長逸はしばし考え込む。無論、別働隊の攻撃を受ける訳にはいかないため、迎撃を出す必要がある。だが、ただでさえ兵数で劣っている三好軍にとって、迎撃に割ける兵数は限られてくる。別働隊を打ち破るために無理して兵を送れば、更に本隊の兵数が減って自らの首を絞めかねない。


(くそっ、寺倉め。数の優位を笠に着て嫌らしい手を使って来よるな)


そんな時ふと、長逸は悪どい考えを思いつく。


「宗渭殿、我らは何としても別働隊を崩さねばならぬ。だからと言って、本隊の兵数をこれ以上削る訳にもいかん。そこで、貴殿には1000の兵を以って寺倉の別働隊を食い止めてもらいたいのだが、どうだ?」


3000の兵に1000の兵を以って対応しろとは、まるで捨て駒となれと言うかのような露骨な提案に、宗渭は憤怒で顔を歪める。


「ふん。左様な腰撓めな心算では、我らが無駄死するだけだ。御免被る。せめて2000の兵はなければ、勝ち目どころか、撃退すら叶うまい」


どう考えても長逸が自分を排除しようとしているとしか受け取れなかった宗渭は、ドスの利いた低い声音で敢然と拒否の姿勢を示した。

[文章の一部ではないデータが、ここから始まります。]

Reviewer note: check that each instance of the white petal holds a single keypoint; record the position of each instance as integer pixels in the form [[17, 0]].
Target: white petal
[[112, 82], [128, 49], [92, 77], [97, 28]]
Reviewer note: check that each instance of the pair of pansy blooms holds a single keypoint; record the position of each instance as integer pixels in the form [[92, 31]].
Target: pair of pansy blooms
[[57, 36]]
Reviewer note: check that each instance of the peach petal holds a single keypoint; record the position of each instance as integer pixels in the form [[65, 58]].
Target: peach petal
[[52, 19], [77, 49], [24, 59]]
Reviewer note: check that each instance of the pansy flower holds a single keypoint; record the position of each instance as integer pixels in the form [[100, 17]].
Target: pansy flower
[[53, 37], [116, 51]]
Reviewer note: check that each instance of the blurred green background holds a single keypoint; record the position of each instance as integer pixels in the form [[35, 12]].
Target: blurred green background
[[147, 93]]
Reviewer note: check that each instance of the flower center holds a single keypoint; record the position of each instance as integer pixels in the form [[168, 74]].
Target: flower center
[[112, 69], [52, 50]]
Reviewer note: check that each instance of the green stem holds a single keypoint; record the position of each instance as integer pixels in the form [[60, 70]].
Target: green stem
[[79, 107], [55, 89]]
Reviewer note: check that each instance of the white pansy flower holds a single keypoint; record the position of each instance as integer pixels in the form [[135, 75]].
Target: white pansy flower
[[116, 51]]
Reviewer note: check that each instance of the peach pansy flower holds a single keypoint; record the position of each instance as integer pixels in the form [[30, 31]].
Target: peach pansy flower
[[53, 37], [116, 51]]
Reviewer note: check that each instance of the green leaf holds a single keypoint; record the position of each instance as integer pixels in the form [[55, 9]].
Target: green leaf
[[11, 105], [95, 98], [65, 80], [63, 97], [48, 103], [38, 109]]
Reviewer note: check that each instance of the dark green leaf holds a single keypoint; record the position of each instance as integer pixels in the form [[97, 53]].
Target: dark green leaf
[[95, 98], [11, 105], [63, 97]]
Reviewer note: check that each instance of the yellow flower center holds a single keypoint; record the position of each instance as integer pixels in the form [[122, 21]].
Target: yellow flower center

「ふふ、怖気づいたか。大仰な図体の割には小心者よな」


さも宗渭を使えない男だと嘲笑うかのように、長逸はわざとらしく溜息を吐く。長逸のそんな挑発的な態度には疾うの昔に慣れている宗渭は、一切気にせず淡々と返答する。


「煽っても無駄だ。本願寺の糞坊主共と一緒にしてもらっては困るな。元来、坊主は皆、小心者なのだ」


「ふん、ではこうしよう。貴殿が1000の兵で前田利蹊を打ち破った暁には、私は三好家の筆頭家臣の座を貴殿に譲り、一線から退こう。隠居して家督も久助に譲ろうではないか」


三好長逸は当主の三好義興の後見人であった松永久秀に勝利してからは、三好家の実権を握る長老的立場の筆頭家臣の座にあり、実質的な当主として三好家中に君臨していた。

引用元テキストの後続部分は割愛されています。